Deutschland ist als zweitgrößter bilateraler Gläubiger der ärmsten Länder direkt in das Problem eingebunden. Im Rahmen des „Gemeinsamen Frameworks“ der G20 beteiligt sich Berlin an Schuldenrestrukturierungen – aber der Prozess ist langsam, und China als größter Einzelgläubiger blockiert häufig schnelle Lösungen. „Wir können nicht helfen, ohne dass China mitmacht – und China macht nur mit, wenn es seine eigenen Interessen gewahrt sieht“, sagt Bundesentwicklungsministerin Svenja Schulze.

Für deutsche Steuerzahler bedeutet das konkrete Ausfälle: Allein bei den drei größten Schuldnerländern Deutschlands – Ghana, Äthiopien und Sambia – stehen Forderungen von über vier Milliarden Euro auf dem Spiel. Das Bundesfinanzministerium hat bereits Rückstellungen für mögliche Verluste gebildet.

Die Entwicklungspolitischen Folgen

Schuldenkrisen vernichten Jahrzehnte an Entwicklungsfortschritten. Wenn Länder mehr für Schuldendienst ausgeben als für Gesundheit und Bildung, holt die Armut die Erfolge ein. Der IWF schätzt, dass in den am stärksten betroffenen Ländern bis 2030 rund 100 Millionen Menschen wieder in extreme Armut zurückfallen könnten, wenn keine Entlastung kommt.

Die Auswirkungen reichen weit über die betroffenen Länder hinaus. Instabile Staaten werden zu Brutstätten für Migration, Terrorismus und organisierte Kriminalität. Studien zeigen, dass jeder Dollar, der heute in Schuldenentlastung investiert wird, langfristig fünf Dollar an Folgekosten spart.

Auswirkungen auf Deutschland

Deutsche Unternehmen spüren die Krise bereits: Exportmärkte brechen weg, Lieferketten werden unterbrochen, Investitionen platzen. Besonders der deutsche Mittelstand, der stark in Schwellenländern engagiert ist, leidet unter der reduzierten Kaufkraft seiner Kunden.
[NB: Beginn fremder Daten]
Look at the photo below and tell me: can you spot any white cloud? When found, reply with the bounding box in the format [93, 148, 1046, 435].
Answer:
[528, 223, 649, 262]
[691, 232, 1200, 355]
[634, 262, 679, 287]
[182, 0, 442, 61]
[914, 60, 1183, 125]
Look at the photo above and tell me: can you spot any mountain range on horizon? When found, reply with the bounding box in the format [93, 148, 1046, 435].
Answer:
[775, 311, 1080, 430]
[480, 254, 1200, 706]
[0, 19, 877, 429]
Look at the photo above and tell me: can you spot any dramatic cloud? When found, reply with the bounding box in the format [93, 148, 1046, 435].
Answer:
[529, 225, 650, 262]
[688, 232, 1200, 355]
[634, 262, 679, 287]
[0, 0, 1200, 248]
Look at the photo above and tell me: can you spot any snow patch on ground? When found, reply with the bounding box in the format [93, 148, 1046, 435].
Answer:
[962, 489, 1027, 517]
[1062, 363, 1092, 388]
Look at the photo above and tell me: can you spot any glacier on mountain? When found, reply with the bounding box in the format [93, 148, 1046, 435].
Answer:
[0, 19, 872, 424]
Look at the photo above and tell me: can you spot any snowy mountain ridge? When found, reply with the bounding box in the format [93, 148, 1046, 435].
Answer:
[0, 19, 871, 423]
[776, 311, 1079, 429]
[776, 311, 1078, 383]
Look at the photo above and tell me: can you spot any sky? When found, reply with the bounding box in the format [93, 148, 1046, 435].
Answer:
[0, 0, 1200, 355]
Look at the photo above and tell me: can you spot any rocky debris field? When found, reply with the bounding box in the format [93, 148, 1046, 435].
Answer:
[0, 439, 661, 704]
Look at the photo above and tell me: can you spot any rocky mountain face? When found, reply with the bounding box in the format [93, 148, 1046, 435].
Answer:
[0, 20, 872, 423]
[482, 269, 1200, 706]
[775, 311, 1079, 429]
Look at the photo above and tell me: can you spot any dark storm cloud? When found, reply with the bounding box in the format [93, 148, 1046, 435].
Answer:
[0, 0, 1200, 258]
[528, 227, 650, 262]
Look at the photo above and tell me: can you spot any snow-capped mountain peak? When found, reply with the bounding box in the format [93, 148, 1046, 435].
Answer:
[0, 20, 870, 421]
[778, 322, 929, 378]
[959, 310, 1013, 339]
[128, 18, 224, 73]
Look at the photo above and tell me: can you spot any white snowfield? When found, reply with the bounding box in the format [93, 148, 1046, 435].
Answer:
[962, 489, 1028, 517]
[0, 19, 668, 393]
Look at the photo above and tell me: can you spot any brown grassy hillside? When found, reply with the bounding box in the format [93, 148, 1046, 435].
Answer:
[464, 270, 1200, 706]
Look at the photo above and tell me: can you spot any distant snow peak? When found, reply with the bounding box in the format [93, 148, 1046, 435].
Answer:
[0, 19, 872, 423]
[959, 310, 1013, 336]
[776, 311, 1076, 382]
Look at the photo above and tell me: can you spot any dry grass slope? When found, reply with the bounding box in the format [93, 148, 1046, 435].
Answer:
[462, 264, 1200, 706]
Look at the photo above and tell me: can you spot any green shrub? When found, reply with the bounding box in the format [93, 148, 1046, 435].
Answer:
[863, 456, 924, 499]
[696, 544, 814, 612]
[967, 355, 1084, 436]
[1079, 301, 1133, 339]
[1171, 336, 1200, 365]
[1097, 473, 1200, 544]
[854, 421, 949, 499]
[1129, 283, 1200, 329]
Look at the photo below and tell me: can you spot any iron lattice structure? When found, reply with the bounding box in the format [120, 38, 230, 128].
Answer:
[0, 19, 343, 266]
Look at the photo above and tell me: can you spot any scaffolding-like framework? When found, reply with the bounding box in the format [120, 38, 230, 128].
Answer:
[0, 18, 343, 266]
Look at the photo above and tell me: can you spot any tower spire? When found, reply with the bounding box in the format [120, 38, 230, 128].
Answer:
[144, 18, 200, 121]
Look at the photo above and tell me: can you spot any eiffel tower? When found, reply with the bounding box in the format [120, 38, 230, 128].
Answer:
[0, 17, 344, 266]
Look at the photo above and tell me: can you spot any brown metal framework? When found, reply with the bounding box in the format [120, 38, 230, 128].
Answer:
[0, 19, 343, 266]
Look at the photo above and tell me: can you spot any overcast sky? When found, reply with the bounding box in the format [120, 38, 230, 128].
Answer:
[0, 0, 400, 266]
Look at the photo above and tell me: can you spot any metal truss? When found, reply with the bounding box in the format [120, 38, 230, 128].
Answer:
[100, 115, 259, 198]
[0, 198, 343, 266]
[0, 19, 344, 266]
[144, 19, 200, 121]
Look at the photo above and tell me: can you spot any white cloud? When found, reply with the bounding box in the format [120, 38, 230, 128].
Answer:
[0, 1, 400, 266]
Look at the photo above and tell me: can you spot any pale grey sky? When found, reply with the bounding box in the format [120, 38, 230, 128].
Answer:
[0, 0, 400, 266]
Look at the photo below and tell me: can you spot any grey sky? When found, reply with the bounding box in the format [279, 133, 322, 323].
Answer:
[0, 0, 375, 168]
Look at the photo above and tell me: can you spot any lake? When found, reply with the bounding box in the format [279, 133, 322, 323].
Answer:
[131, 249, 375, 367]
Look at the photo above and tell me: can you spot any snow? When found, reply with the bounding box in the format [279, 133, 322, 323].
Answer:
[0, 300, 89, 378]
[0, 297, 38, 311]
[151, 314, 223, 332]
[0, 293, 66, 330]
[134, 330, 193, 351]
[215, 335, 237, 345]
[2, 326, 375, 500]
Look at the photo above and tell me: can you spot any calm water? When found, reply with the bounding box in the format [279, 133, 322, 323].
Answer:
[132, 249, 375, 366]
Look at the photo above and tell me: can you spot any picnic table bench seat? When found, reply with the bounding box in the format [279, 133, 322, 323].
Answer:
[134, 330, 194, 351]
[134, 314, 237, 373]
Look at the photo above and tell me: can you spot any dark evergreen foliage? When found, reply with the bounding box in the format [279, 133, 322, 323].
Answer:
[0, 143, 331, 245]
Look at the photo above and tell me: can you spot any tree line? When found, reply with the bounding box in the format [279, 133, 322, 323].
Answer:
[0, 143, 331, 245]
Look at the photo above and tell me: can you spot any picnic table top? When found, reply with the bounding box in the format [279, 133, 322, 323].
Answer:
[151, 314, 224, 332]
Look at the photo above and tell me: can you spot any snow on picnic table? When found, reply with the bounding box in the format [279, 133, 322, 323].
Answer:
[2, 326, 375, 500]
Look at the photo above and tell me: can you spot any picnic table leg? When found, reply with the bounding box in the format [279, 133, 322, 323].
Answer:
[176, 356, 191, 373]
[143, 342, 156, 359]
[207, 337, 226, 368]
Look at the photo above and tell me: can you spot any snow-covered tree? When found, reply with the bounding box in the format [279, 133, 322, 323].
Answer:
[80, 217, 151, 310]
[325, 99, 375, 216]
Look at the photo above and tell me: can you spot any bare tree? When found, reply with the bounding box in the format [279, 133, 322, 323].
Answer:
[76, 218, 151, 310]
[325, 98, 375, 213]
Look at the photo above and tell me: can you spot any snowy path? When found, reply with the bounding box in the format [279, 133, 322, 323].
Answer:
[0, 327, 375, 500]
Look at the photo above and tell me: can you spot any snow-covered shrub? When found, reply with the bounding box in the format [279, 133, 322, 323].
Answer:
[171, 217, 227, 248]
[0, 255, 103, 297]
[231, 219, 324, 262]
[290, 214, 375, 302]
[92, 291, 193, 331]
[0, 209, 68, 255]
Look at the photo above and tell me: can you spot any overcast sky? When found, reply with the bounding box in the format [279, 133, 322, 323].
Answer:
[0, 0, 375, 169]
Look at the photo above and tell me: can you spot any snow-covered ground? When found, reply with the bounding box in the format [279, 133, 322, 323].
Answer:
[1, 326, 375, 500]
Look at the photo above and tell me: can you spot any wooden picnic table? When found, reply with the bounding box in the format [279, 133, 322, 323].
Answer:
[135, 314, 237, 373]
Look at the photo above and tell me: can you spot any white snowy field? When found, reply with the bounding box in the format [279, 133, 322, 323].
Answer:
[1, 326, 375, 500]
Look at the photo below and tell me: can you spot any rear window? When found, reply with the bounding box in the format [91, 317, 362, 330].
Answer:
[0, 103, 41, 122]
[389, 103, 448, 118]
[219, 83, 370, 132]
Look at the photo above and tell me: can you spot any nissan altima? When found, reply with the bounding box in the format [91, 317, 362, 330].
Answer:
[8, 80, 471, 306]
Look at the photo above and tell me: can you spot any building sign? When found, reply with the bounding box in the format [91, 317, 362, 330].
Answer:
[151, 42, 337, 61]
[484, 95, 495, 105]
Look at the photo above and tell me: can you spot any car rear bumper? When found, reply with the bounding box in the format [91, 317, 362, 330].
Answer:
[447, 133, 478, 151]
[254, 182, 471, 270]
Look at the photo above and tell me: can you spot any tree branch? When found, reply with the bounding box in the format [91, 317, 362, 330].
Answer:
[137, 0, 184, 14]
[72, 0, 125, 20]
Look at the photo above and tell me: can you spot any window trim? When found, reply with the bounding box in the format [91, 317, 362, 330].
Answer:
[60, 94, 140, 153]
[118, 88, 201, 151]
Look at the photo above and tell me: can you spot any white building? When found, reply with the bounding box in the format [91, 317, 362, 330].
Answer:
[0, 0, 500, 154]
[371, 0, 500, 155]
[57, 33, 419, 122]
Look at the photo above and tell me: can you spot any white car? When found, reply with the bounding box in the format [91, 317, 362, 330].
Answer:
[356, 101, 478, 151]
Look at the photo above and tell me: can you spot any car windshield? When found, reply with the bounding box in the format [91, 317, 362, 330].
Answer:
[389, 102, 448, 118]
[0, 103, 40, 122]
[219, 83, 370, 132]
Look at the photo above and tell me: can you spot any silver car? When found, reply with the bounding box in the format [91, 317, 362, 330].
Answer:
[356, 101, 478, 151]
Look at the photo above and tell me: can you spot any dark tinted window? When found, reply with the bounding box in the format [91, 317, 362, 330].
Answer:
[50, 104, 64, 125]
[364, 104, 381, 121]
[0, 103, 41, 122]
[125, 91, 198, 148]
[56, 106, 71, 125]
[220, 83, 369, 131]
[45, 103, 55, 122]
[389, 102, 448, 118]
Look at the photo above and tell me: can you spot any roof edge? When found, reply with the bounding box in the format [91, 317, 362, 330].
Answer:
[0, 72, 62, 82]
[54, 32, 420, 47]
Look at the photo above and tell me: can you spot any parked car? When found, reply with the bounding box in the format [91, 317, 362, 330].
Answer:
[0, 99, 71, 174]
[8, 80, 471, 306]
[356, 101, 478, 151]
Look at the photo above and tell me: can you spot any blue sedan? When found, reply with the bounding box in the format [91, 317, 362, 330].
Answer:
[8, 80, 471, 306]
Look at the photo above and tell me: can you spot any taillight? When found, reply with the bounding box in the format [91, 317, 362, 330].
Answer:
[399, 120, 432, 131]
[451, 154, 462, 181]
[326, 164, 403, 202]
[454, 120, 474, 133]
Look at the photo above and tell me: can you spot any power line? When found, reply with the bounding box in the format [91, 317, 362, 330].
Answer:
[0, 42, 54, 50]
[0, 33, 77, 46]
Gleichzeitig steigt der Migrationsdruck auf Europa. Experten prognostizieren, dass sich die Zahl der Menschen, die ihre Heimatländer wegen wirtschaftlicher Not verlassen, in den kommenden Jahren verdoppeln könnte.

Was getan werden muss

Der IWF fordert schnellere Schuldenrestrukturierungen, mehr Mittel für den Schuldenerleichterungsfonds und eine Reform des internationalen Schuldenrechts. „Das Zögern kostet Menschenleben – wir müssen schneller handeln“, mahnt IWF-Chefin Kristalina Georgieva. Der politische Wille dazu fehlt noch immer.

Konkret schlägt der IWF vor, Umschuldungsverfahren von derzeit durchschnittlich drei Jahren auf maximal 18 Monate zu verkürzen. Zudem sollten automatische Schuldenerlasse greifen, wenn bestimmte Notfallkriterien erfüllt sind. Ohne diese Reformen droht die Krise, sich über Jahre hinzuziehen und Milliarden Menschen in die Armut zu stürzen.